If f is a real valued function such that $f(x + y) = f(x) + f(y)$ and $f(1) = 5$, then the value of $f(100)$is
(1) $200$
(2) $300$
(3) $350$
(4) $400$
(5) $500$

Answer 1

In the given question, a real valued function is given, along with a value for that function. To find the value of $f(100)$, we need to substitute values for $x$and $y$. By doing this, we can figure out a pattern in which values have been given to the function.
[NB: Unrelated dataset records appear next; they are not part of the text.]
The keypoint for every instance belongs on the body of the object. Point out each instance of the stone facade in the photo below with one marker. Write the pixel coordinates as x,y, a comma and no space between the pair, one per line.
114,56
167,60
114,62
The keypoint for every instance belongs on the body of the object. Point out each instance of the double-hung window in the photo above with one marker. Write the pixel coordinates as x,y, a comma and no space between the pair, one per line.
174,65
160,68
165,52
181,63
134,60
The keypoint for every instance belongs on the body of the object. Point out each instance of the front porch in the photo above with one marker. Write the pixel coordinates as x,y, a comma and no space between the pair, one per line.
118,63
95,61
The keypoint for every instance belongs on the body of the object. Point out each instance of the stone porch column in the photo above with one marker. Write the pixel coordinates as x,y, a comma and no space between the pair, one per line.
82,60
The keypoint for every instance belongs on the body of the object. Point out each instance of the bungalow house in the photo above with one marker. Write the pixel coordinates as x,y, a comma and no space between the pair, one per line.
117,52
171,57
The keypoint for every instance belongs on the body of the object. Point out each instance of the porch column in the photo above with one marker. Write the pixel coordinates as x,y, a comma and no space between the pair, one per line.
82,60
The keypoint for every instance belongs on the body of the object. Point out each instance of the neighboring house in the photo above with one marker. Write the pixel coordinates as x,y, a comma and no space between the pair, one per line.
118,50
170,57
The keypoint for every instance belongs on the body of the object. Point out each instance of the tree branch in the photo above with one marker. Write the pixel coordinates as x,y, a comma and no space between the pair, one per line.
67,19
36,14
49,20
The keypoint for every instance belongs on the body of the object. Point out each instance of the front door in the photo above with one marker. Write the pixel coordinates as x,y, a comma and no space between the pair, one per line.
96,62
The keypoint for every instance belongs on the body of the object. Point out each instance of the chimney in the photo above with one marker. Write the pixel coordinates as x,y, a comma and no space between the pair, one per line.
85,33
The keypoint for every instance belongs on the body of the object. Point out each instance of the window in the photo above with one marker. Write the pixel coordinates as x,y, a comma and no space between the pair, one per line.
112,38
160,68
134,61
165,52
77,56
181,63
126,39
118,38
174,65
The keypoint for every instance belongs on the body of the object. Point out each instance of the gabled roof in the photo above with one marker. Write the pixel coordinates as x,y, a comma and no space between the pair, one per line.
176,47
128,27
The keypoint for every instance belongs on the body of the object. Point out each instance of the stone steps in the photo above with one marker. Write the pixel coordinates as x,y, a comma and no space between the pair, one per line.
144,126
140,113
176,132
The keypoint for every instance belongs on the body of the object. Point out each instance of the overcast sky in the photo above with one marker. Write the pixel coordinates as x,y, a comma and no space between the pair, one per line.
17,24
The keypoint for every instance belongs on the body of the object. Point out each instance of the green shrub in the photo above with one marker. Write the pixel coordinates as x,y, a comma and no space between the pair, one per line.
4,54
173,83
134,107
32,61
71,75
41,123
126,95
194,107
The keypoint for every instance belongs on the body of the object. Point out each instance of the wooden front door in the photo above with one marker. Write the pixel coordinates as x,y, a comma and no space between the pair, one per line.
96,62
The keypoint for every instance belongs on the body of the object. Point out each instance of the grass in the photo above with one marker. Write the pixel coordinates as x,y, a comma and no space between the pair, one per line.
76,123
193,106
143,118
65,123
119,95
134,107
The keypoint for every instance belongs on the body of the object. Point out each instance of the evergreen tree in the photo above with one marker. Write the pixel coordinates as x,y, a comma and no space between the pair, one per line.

Hence, we can arrive at the final answer.

Complete step-by-step solution:
Consider the given function, $f(x + y) = f(x) + f(y)$
It is also given that $f(1) = 5$.
Now, let us substitute values for $x$and $y$.
If, $x = 2,y = 1$,
The real valued function will be,
\eqalign{ & \Rightarrow f(1 + 1) = f(1) + f(1) \cr & \Rightarrow f(2) = 2f(1) \cr}
Substituting the value of $f(1)$in the above equation,
\eqalign{ & \Rightarrow f(2) = 2 \times 5 \cr & \Rightarrow f(2) = 10 \cr}
Now let us take another set of values for substituting in the function.
If, $x = 2,y = 1$we get,
\eqalign{ & \Rightarrow f(2 + 1) = f(2) + f(1) \cr & \Rightarrow f(3) = f(2) + f(1) \cr}
We know the values of both $f(1)andf(2)$
Therefore, by substituting, we get,
\eqalign{ & \Rightarrow f(3) = 10 + 5 \cr & \Rightarrow f(3) = 15 \cr}
From the above equations, we have figured out a pattern which is yielding us the values of the real valued function. That is,
For any positive integer, $n$
$f\left( n \right) = nf\left( 1 \right)$
Now, we can find out the value of $f\left( {100} \right)$by substituting $100$in the place of $n$in the above equation.
\eqalign{ & \Rightarrow f\left( {100} \right) = 100f\left( 1 \right) \cr & \Rightarrow f\left( {100} \right) = 100 \times 5 \cr & \Rightarrow f\left( {100} \right) = 500 \cr}
The final answer is $f\left( {100} \right) = 500$.
Hence, option (5) is the right answer.

Note: A real valued function will always have real values. This is done by a trial method, where values are substituted for the real valued function to get the pattern. Therefore, make sure that you start with small integers. After one or two such trials you will be able to figure out the pattern.